EVENTS

August 11, 1993

NAFTA MEETING ENDS WITHOUT AGREEMENT The United States, Mexico, and Canada wrapped up top-level talks on the North American Free Trade Agreement Aug. 9 after failing yet again to break a bitter impasse over trade sanctions. No more ministerial meetings were announced and the three trade teams left the closed-door talks in taciturn spirits. In last year's election campaign, candidate Bill Clinton endorsed NAFTA but insisted on extra safeguards to ward against import surges and protect workers' rights and the environment, including possible use of sanctions. Deputies will work further on the contentious side deals, which are now threatening the entire pact. German troop accord near

Germany's opposition Social Democrats (SPD) have begun to clear the way for a compromise with Chancellor Helmut Kohl that would let German troops join combat missions abroad for the first time since World War II.

SPD spokeswoman Cornelie Sonntag said on Aug. 10 the party had agreed German soldiers should be allowed to join a United Nations-run mission even if fighting was necessary to ensure its success. This marked a departure for the center-left SPD, which has tried to thwart Mr. Kohl's plans to expand Germany's military role to UN peacekeeping missions. Angolan rebels seize city

The Angolan rebel movement UNITA said on Aug. 10 it had seized part of the city of Quito, where the government claims rebel shelling has killed more than 200 civilians in the past few days. In the nearby rebel capital of Huambo, government air raids have killed more than 200 civilians over the past week, the radio reported.

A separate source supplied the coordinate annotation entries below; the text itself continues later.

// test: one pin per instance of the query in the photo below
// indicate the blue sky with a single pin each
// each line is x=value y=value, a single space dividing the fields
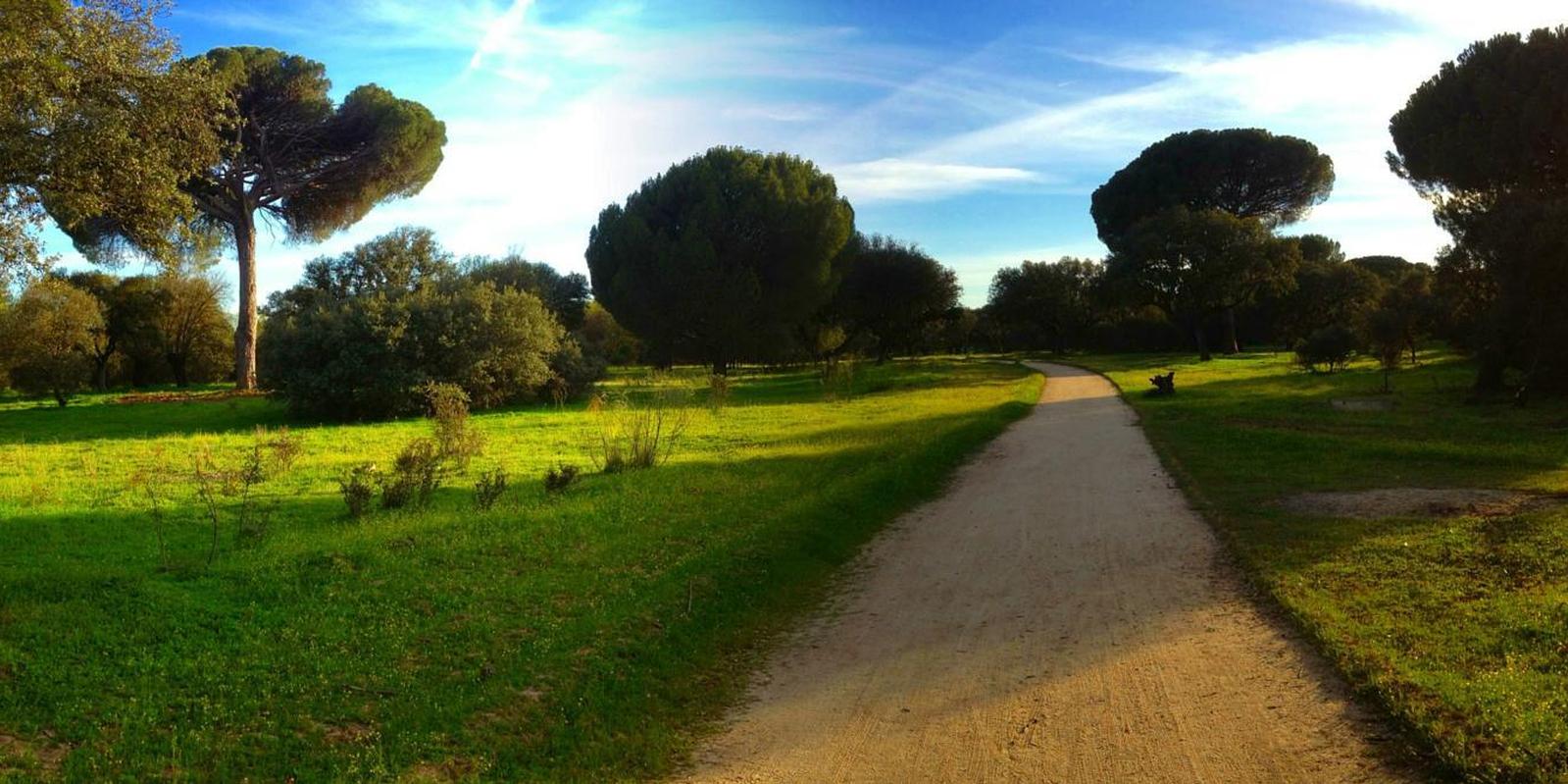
x=977 y=129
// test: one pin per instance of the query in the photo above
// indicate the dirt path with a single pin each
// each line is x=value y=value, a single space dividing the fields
x=1059 y=616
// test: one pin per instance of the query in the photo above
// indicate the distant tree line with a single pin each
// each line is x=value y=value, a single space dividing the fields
x=728 y=257
x=737 y=256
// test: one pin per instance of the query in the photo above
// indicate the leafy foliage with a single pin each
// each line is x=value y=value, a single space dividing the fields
x=1196 y=264
x=1047 y=304
x=565 y=295
x=311 y=165
x=1327 y=293
x=722 y=256
x=99 y=126
x=1327 y=348
x=1248 y=173
x=1484 y=141
x=364 y=331
x=46 y=339
x=891 y=292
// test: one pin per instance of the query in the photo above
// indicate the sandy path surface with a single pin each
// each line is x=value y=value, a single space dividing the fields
x=1059 y=616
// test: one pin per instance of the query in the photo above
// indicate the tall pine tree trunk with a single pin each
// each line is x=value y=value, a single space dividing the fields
x=245 y=330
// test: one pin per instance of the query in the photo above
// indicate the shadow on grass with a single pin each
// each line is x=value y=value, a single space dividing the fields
x=571 y=637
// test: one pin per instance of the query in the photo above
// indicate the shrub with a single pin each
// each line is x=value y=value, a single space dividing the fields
x=562 y=477
x=638 y=435
x=358 y=488
x=238 y=480
x=489 y=488
x=364 y=333
x=573 y=372
x=837 y=378
x=602 y=336
x=1327 y=348
x=416 y=475
x=719 y=390
x=449 y=408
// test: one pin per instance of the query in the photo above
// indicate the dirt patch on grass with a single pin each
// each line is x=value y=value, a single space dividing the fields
x=1419 y=502
x=1363 y=403
x=217 y=395
x=42 y=755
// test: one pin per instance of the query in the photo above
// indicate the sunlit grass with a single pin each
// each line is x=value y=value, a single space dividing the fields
x=581 y=637
x=1458 y=626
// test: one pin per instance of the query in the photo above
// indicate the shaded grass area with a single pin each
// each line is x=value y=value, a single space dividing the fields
x=579 y=637
x=1458 y=626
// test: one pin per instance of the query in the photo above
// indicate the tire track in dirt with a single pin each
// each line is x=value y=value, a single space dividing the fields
x=1060 y=615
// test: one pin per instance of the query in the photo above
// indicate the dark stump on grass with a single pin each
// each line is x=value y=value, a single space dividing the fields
x=1164 y=385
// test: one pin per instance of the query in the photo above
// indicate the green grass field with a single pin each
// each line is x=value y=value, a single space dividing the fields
x=1457 y=624
x=579 y=637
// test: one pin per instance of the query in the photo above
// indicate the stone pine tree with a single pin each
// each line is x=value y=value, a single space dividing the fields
x=293 y=156
x=1248 y=173
x=99 y=128
x=1486 y=141
x=720 y=257
x=1198 y=264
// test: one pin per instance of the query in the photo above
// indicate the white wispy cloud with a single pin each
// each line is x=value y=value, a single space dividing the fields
x=895 y=179
x=551 y=117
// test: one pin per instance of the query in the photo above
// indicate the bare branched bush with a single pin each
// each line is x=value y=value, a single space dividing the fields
x=151 y=483
x=560 y=477
x=229 y=485
x=416 y=475
x=638 y=435
x=719 y=390
x=837 y=377
x=489 y=488
x=359 y=487
x=455 y=440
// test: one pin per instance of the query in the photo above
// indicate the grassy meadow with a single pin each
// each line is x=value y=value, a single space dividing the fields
x=1455 y=624
x=576 y=635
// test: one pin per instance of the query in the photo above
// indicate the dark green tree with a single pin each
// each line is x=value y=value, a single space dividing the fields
x=1407 y=312
x=130 y=315
x=720 y=257
x=46 y=336
x=567 y=295
x=891 y=292
x=1388 y=269
x=1200 y=264
x=1046 y=304
x=364 y=331
x=1248 y=173
x=1325 y=293
x=1486 y=141
x=293 y=156
x=99 y=126
x=1319 y=249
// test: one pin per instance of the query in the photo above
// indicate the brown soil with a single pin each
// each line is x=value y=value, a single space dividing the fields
x=1416 y=502
x=188 y=397
x=42 y=752
x=1060 y=615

UNITA signed a peace agreement with the government in 1991 to end the civil war, which had raged since independence from Portugal in 1975. But UNITA returned to the bush after rejecting its defeat by the government in UN-supervised elections last September. Typhoon slashes Japan

Typhoon Robyn, packing winds of up to 90 m.p.h. and dumping heavy rain, tore through southwestern Japan and skirted South Korea's coast on Aug. 10, police said. The typhoon touched off mudslides and floods in Japan, killing at least two people and injuring 37.

In South Korea, rains inundated farms and left hundreds homeless. Winds and rains unleashed landslides that killed three in rural areas near Ulsan, 192 miles southeast of Seoul, police said. One man was killed in high winds in the southern port city of Pusan. US productivity slides

The productivity of American workers fell at a 2.5 percent annual rate from April through June, the largest decline in more than four years, the government said on Aug. 10.

Productivity helps boost living standards by containing inflationary pressures. Continued gains tend to keep labor costs down. Labor costs represent about two-thirds of the cost of a product. Saturn recalls cars

The US-based Saturn Corporation is recalling practically every car it has built to fix a wiring problem that has caused at least 34 engine fires. The recall involves 352,767 cars from model years 1991, 1992, and part of 1993. Saturn says it has fixed the problem in the cars built since April 15.

In a letter to Saturn owners, Saturn President Richard G. Lefauve said a short-circuit in the generator could cause a fire to break out without warning under the hood, with or without the engine running. The repairs could cost Saturn about $8 million. Bush war record questioned

Harper's Magazine said Aug. 9 that a World War II document indicated that former President Bush may have committed a war crime when he was a bomber pilot and that the US press declined to report the document's existence during the 1992 presidential campaign.

The document is a previously classified account of a bombing run in the South Pacific in which a Japanese trawler was sunk by US Navy planes, including a bomber piloted by Mr. Bush. After the trawler was sunk, the document says that the bombers then strafed lifeboats. A spokesman for Bush said the ex-president would have no comment on the report.